BSG, Beschluss vom 21.03.2017 - Aktenzeichen B 11 AL 1/17 B

DRsp Nr. 2017/10761

Arbeitslosengeld Grundsatzrüge Genügen der Darlegungspflicht Voraussetzungen für die Widerlegung der Vermutung nach § 120 Abs. 2 S. 1 SGB III a.F.

1. Grundsätzliche Bedeutung hat eine Rechtssache nur dann, wenn sie eine Rechtsfrage aufwirft, die - über den Einzelfall hinaus - aus Gründen der Rechtseinheit oder der Fortbildung des Rechts einer Klärung durch das Revisionsgericht bedürftig und fähig ist. 2. Ein Beschwerdeführer muss daher anhand des anwendbaren Rechts sowie unter Berücksichtigung der höchstrichterlichen Rechtsprechung und des Schrifttums angeben, welche Rechtsfragen sich stellen, dass diese noch nicht geklärt sind, weshalb eine Klärung aus Gründen der Rechtseinheit oder Fortbildung des Rechts erforderlich ist und dass das angestrebte Revisionsverfahren eine Klärung erwarten lässt. 3. Um seiner Darlegungspflicht zu genügen, muss der Beschwerdeführer mithin Folgendes aufzeigen: (1) eine konkrete Rechtsfrage, (2) ihre (abstrakte) Klärungsbedürftigkeit, (3) ihre (konkrete) Klärungsfähigkeit (Entscheidungserheblichkeit) sowie (4) die über den Einzelfall hinausgehende Bedeutung der von ihm angestrebten Entscheidung, also eine Breitenwirkung. 4. In der höchstrichterlichen Rechtsprechung ist die Rechtsfrage nach den Voraussetzungen für die Widerlegung der Vermutung nach § 120 Abs. 2 S. 1 SGB III a.F. schon geklärt.

Der Antrag des Klägers, ihm für das Verfahren der Nichtzulassungsbeschwerde gegen den Beschluss des Hessischen Landessozialgerichts vom 2. November 2016 Prozesskostenhilfe zu bewilligen und ihm Rechtsanwalt E, D, beizuordnen, wird abgelehnt.

Die Beschwerde gegen die Nichtzulassung der Revision im bezeichneten Beschluss des Hessischen Landessozialgerichts wird als unzulässig verworfen.

Außergerichtliche Kosten des Beschwerdeverfahrens sind nicht zu erstatten.

Normenkette:

SGG § 160 Abs. 2 Nr. 1 ; SGB III a.F. § 120 Abs. 2 S. 1;

Gründe:

I

Streitig ist, ob der Kläger als Student der Zahnmedizin Anspruch auf Alg ab 1.3.2012 hat.
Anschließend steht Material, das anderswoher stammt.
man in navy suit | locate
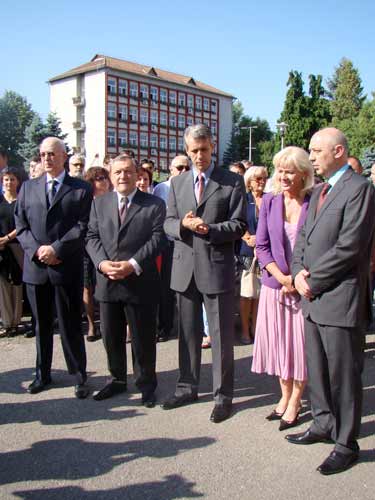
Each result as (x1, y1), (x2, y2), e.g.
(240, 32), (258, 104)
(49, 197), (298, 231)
(15, 137), (92, 398)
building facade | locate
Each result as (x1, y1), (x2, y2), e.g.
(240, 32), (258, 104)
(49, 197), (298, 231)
(49, 54), (233, 170)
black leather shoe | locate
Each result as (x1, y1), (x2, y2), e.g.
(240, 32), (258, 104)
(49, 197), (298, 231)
(286, 429), (332, 445)
(142, 392), (156, 408)
(161, 393), (198, 410)
(93, 381), (127, 401)
(24, 330), (35, 338)
(210, 403), (232, 423)
(317, 450), (359, 475)
(75, 383), (89, 399)
(157, 330), (170, 343)
(27, 377), (52, 394)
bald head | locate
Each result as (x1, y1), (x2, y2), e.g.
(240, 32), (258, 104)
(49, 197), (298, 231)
(40, 137), (67, 178)
(170, 155), (190, 177)
(309, 127), (349, 178)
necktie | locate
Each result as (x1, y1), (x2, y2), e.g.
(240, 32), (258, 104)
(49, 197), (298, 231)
(48, 180), (57, 207)
(316, 183), (330, 215)
(119, 196), (128, 223)
(197, 174), (205, 204)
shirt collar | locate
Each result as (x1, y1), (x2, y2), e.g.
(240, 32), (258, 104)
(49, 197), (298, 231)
(46, 170), (66, 185)
(192, 163), (214, 183)
(115, 187), (137, 204)
(327, 164), (349, 189)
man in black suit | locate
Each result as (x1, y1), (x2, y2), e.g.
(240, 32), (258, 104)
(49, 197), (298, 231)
(162, 124), (247, 422)
(86, 154), (167, 407)
(288, 128), (375, 475)
(15, 137), (92, 398)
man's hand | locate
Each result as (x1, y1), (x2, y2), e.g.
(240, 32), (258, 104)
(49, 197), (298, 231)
(294, 269), (314, 299)
(100, 260), (135, 280)
(182, 211), (209, 235)
(36, 245), (62, 266)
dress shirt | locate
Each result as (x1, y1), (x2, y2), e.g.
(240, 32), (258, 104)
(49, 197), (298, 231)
(326, 164), (350, 193)
(192, 163), (214, 202)
(153, 180), (171, 205)
(46, 170), (66, 195)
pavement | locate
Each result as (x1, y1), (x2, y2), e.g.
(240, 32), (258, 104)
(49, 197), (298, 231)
(0, 327), (375, 500)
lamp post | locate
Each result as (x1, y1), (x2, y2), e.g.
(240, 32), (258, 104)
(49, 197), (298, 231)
(240, 126), (257, 162)
(276, 122), (288, 150)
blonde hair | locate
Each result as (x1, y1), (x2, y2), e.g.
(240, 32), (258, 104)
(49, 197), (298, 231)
(272, 146), (314, 195)
(244, 166), (268, 193)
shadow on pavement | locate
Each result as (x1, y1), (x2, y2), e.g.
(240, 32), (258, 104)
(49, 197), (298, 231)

Der Kläger war seit dem Wintersemester 2008 als Student der Zahnmedizin immatrikuliert und während seines Studiums vom 1.3.2010 bis 29.2.2012 als Behindertenassistent/Pflegehelfer beschäftigt. Das Beschäftigungsverhältnis endete zum 29.2.2012. Ein sich anschließendes Arbeitsgerichtsverfahren endete mit einem Vergleich, wonach das Arbeitsverhältnis zum 30.4.2012 geendet habe.

Der Kläger meldete sich bei der Beklagten zum 1.3.2012 arbeitslos und beantragte Alg. Die Beklagte lehnte den Antrag ab, weil die Vermutung gelte, dass er neben dem Studium der Zahnmedizin keine versicherungspflichtige Beschäftigung ausüben könne (Bescheid vom 26.3.2012, Widerspruchsbescheid vom 3.4.2012). Nach einer Reha-Maßnahme ab 19.7.2012 in der Strandklinik P beantragte der Kläger erneut Alg, was die Beklagte wiederum ablehnte (Bescheid vom 5.11.2012, Widerspruchsbescheid vom 15.11.2012).

Gegen beide Entscheidungen hat der Kläger beim SG Darmstadt Klage erhoben. Das SG hat die beiden Verfahren verbunden und die Klagen abgewiesen (Urteil vom 5.11.2015). Die dagegen eingelegte Berufung hat das Hessische LSG zurückgewiesen (Beschluss vom 2.11.2016).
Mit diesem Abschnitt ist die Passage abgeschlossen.